The 2012 ASX Share Ownership Survey has been released today and makes for interesting reading.
Among other findings, just 52% of Self-Managed Super Funds (SMSFs) held shares directly in a company listed on the ASX, the same as 2008 and 2010. SMSFs reported an increase in residential property at 19%, up from 11% in 2010, and commercial property at 12%, up from 10% in 2010.
The number of SMSFs holding derivatives has fallen by 50% to just 2% since 2010, while investments in unlisted managed funds appears to have stabilised at around 16-17%, after dropping from 38% in 2008.
It might be interesting to speculate on why almost half of all self-managed super funds don’t invest directly in shares. Perhaps they have chosen to invest in other assets, such as cash, unlisted fixed income securities, bonds, property and most likely unlisted managed funds.
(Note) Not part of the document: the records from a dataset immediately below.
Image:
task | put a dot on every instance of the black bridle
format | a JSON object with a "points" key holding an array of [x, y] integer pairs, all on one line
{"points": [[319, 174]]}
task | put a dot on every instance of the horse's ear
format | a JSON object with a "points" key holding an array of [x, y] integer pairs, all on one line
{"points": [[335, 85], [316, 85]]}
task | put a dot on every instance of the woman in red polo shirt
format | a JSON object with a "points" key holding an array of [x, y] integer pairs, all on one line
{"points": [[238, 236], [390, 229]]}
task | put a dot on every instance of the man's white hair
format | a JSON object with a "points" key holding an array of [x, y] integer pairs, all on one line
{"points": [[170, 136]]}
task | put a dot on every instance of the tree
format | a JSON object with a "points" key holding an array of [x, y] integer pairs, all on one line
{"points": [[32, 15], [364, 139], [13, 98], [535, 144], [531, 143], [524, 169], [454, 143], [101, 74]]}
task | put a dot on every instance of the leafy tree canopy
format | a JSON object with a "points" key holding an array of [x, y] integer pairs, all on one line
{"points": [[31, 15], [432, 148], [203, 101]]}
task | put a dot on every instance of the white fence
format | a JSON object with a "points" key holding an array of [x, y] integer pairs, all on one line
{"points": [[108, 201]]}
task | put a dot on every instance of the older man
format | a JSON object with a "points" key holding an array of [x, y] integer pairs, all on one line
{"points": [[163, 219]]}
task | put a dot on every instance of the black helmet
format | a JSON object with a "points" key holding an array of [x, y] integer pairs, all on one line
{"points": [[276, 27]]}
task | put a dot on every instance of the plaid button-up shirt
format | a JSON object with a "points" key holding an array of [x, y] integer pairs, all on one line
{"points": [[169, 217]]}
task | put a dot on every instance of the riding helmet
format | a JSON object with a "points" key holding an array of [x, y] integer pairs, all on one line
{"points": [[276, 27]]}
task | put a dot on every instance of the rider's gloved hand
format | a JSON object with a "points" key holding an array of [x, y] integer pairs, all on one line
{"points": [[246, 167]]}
In the case of unlisted managed funds, SMSFs will be paying two lots of fees. One to administer their SMSF, and the normal fees charged by the unlisted managed funds. It would make more sense to dissolve the SMSF and invest directly in the unlisted managed fund. Even better, redeem the unlisted managed funds and invest directly in shares, thereby avoiding the double fees, and giving the investor a greater chance of outperforming the market.
Many unlisted managed funds benchmark themselves against an index, and as a result are likely to hold the majority of the largest stocks in the index. That means holding stocks like Fortescue Metals Group (ASX: FMG) which has dropped 25% in the past 12 months, Newcrest Mining (ASX: NCM) which has lost 39% of its value and Rio Tinto (ASX: RIO), which is down 1.3%. Over the same period, the S&P / ASX 200 Index (Index: ^AXJO) (ASX: XJO) has gained 27%.
A simple index tracking exchange-traded fund (ETF) can provide similar results to the index, with much lower fees. Even better would be an investment in high quality ASX shares, with good growth potential, paying a decent dividend.